Staffing level mix affects quality of care in nursing homes
Quality of care on four quality measures (QMs) changed when the mix of certified nursing assistants (CNAs), licensed practical nurses (LPNs), and registered nurses (RNs) in nursing homes changed, according to a new study by Gregory L. Alexander, Ph.D., R.N., of the University of Missouri. He analyzed the association between staffing-level mix at all Missouri nursing homes and differences in scores for 7 of 14 QMs downloaded from the Nursing Home Compare Web site in February 2004. Five of the QMs were the percentage of long-stay residents whose need for help with activities of daily living (ADLs) increased, who had pressure sores, or who became more depressed or anxious; and percentage of long-stay, low-risk residents who were incontinent or whose ability to move in and around their room got worse. The two other QMS were the percentage of short-stay residents who had moderate to severe pain or who had pressure sores.
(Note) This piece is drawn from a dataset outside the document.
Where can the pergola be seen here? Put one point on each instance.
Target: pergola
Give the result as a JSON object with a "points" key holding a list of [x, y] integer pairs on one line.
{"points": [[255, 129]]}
Staffing levels for CNAs in the homes were much higher than either LPN or RN staffing levels, ranging from about 2 to nearly 3 hours per resident per day in some facilities. LPNs had nearly a 2 to 1 ratio of hours per resident per day compared with RNs, who spent a little less than one-half hour to less than 1 hour, depending on how well-staffed the facilities were.
As the level of RN staffing was held constant and number of CNA staff increased, and as the level of LPN staffing was held constant and number of CNA staff grew, the percentage of residents who were incontinent increased by about 5 percent. Similarly, more residents had greater need for help with ADLs, such as bathing and eating, when licensed nurses were available to assess their status. Also, the percentage of short-stay residents who had moderate to severe pain increased by about 10 percent in homes that had constantly lower levels of RNs (less than .30 hours per resident per day), who are needed to administer pain medications. When LPNs were staffed to provide more than 0.73 hours per resident per day and the number of CNAs was also increased, 3 percent fewer short-stay residents suffered from pressure ulcers. The study was supported by the Agency for Healthcare Research and Quality (HS16862).
See "An analysis of nursing home quality measures and staffing," by Dr. Alexander, in the July-September 2008 Quality Management in Health Care 17(3), pp. 242-251.